Multipartite Stochastic Block Models

An illustration on a mutualistic ecological network

team großBM

2022-08-24

Preliminaries

This vignette illustrates the use of the estimateMultipartiteSBM function and the methods accompanying the R6 classes `multipartiteSBMfit’.

Requirements

The packages required for the analysis are sbm plus some others for data manipulation and representation:

library(sbm)

Dataset

We apply our methodology to an ecological mutualistic multipartite network.
The dataset –compiled and conducted by Dáttilo et al. (2016) at Centro de Investigaciones Costeras La Mancha (CICOLMA), located on the central coast of the Gulf of Mexico, Veracruz, Mexico– involves three general types of plant-animal mutualistic interaction: pollination, seed dispersal by frugivorous birds, and protective mutualisms between ants and plants with extrafloral nectaries.

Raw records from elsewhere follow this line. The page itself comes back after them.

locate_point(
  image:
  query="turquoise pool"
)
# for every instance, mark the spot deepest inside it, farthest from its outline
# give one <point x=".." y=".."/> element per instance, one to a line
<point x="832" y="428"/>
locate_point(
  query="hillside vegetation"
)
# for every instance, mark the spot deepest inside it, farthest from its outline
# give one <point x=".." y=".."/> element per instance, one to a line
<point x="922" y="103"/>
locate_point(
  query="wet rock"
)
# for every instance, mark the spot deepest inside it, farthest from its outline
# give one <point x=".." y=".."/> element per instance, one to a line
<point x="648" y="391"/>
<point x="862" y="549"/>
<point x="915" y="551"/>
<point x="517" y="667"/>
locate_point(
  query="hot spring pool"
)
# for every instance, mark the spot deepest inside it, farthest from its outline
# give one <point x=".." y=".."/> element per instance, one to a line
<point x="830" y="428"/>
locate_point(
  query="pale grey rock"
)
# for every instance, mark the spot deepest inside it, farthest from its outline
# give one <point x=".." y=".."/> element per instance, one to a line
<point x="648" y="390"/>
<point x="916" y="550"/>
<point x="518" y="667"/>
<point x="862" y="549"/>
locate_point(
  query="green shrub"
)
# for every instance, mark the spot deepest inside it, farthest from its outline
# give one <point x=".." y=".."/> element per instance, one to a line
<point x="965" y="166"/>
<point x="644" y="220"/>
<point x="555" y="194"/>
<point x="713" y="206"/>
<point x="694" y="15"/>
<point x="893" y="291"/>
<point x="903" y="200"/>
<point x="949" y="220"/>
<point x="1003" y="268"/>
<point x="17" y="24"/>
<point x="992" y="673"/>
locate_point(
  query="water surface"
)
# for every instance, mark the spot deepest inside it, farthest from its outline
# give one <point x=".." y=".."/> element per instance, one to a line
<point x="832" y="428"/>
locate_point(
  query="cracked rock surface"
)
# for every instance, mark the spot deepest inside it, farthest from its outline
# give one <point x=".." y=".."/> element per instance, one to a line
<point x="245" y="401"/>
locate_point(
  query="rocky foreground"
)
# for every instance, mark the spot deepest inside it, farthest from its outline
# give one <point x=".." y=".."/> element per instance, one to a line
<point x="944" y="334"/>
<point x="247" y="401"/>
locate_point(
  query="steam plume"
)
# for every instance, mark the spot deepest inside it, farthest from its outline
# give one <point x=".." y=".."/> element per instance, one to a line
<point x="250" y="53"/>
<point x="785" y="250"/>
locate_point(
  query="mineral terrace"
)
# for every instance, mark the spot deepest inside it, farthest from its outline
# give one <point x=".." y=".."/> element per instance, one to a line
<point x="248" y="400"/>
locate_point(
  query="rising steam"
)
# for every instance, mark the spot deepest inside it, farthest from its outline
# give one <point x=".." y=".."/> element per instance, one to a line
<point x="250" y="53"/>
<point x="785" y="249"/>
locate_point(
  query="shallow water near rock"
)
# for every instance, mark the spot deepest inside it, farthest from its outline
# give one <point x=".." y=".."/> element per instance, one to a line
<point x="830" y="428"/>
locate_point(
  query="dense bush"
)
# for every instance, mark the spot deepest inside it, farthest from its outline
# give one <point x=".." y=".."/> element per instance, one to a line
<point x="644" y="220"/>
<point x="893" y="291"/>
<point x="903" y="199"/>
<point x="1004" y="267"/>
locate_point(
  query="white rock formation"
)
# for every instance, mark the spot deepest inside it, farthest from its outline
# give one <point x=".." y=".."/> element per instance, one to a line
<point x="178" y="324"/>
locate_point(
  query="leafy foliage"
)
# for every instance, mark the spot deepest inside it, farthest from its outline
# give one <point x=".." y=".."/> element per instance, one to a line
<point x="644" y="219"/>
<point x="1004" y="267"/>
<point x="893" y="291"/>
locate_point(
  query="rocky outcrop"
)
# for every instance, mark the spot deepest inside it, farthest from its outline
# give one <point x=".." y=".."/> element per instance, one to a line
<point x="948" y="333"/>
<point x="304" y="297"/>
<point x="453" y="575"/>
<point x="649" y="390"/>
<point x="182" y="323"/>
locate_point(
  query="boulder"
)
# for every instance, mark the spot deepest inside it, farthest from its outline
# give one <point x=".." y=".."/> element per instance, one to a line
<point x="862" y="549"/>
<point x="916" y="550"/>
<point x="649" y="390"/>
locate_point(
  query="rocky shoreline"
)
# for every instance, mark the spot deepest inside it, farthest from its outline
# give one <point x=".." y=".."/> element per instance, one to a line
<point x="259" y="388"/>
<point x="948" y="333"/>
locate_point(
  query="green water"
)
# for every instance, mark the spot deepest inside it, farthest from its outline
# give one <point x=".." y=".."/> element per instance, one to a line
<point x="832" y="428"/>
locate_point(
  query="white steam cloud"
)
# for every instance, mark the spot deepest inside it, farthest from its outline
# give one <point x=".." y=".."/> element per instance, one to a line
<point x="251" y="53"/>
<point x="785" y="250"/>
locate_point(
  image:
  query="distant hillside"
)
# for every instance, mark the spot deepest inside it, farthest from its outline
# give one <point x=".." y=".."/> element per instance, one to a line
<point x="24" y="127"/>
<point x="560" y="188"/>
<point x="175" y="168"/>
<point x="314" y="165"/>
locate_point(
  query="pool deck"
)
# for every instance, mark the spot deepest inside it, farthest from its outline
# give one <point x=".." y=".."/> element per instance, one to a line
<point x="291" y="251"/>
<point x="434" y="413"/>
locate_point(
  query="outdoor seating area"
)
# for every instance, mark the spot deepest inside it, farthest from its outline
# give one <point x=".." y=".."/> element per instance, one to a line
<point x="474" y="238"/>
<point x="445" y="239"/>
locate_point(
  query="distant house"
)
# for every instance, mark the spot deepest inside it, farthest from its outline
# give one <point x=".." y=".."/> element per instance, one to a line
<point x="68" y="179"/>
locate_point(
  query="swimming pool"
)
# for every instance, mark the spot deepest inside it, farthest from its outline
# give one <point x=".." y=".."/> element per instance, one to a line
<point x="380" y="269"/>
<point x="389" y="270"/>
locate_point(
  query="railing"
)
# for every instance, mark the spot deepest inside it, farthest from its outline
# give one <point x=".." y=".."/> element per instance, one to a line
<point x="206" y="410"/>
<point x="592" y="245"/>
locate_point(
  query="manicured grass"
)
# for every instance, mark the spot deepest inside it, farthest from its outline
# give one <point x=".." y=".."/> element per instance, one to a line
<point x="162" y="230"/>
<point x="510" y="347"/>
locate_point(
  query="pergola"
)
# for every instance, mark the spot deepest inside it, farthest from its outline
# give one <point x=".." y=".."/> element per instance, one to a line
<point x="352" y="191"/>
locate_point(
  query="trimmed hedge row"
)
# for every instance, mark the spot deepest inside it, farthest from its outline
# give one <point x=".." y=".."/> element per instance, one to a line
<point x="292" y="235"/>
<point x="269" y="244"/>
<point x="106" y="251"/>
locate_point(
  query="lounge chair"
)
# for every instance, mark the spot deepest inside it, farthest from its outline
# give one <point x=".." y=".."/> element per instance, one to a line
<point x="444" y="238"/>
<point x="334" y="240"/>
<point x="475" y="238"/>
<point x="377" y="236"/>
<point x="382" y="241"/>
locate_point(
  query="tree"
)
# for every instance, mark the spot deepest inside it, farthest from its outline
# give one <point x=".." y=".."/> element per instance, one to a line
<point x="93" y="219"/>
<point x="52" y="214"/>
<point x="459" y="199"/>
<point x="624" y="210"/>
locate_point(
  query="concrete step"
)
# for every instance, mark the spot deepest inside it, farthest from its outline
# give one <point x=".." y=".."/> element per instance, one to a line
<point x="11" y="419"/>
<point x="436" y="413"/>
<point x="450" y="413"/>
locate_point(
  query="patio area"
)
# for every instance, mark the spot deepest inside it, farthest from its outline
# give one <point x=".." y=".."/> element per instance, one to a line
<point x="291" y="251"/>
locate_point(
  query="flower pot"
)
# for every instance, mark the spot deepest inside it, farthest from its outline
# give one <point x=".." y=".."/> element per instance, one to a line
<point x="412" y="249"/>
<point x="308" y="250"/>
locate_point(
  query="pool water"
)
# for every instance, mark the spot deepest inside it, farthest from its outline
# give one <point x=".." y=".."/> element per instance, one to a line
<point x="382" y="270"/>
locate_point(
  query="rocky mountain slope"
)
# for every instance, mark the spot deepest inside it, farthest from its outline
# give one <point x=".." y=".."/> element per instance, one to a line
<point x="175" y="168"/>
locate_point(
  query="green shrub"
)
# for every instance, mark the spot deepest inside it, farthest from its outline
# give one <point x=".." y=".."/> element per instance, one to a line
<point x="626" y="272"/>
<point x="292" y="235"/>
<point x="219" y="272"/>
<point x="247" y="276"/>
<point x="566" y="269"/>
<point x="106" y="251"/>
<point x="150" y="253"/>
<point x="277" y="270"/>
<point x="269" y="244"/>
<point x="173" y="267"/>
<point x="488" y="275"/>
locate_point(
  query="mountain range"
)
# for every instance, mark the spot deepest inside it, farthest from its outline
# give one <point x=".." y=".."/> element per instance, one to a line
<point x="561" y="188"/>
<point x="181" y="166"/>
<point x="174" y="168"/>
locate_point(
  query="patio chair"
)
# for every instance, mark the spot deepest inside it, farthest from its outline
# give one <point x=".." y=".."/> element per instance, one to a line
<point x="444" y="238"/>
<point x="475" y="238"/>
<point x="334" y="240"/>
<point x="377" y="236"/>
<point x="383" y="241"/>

The dataset –which is one of the largest compiled so far with respect to species richness, number of interactions and sampling effort– includes 4 functional groups, namely plants, pollinator species (referred as floral visitors), ant species and frugivorous bird species. Three binary bipartite networks have been collected representing interactions between 1/ plants and florals visitor, 2/ plants and ants, and 3/ plants and seed dispersal birds, resulting into three bipartite networks.

The FG are of respective sizes: \(n_1 = 141\) plant species, \(n_2 = 173\) pollinator species, \(n_3 = 46\) frugivorous bird species and \(n_4 = 30\) ant species.

The 3 networks contain \(753\) observed interactions of which \(55\%\) are plant-pollinator interactions, \(17\%\) are plant-birds interactions and \(28\%\) are plant-ant interactions.

data(multipartiteEcologicalNetwork)
str(multipartiteEcologicalNetwork)
#> List of 3
#>  $ Inc_plant_ant   : int [1:141, 1:30] 0 1 0 0 1 0 1 0 1 0 ...
#>   ..- attr(*, "dimnames")=List of 2
#>   .. ..$ : chr [1:141] "Acacia_cornigera" "Acacia_macracantha" "Achatocarpus_nigricans" "Agave_angustifolia" ...
#>   .. ..$ : chr [1:30] "Camponotus_planatus" "Camponotus_mucronatus" "Paratrechina_longicornis_" "Crematogaster_brevispinosa" ...
#>  $ Inc_plant_bird  : int [1:141, 1:46] 0 0 1 0 0 0 0 0 0 0 ...
#>   ..- attr(*, "dimnames")=List of 2
#>   .. ..$ : chr [1:141] "Acacia_cornigera" "Acacia_macracantha" "Achatocarpus_nigricans" "Agave_angustifolia" ...
#>   .. ..$ : chr [1:46] "Cyanocorax_morio" "Tyrannus_forficatus" "Ortalis_vetula" "Myiozetetes_similis" ...
#>  $ Inc_plant_flovis: int [1:141, 1:173] 0 0 0 0 0 0 0 1 1 0 ...
#>   ..- attr(*, "dimnames")=List of 2
#>   .. ..$ : chr [1:141] "Acacia_cornigera" "Acacia_macracantha" "Achatocarpus_nigricans" "Agave_angustifolia" ...
#>   .. ..$ : chr [1:173] "Apis_melifera" "Lasioglossum_sp1" "Trigona_nigra" "Ascia_monuste" ...
names(multipartiteEcologicalNetwork)
#> [1] "Inc_plant_ant"    "Inc_plant_bird"   "Inc_plant_flovis"

Formatting the data

We format the data to be able to use our functions i.e. we transform the matrices into an list containing the matrix, its type : inc for incidence matrix, adj for adjacency symmetric, and diradj for non symmetric (oriented) adjacency matrix, the name of functional group in row and the name of functional group in column. The three matrices are gathered in a list.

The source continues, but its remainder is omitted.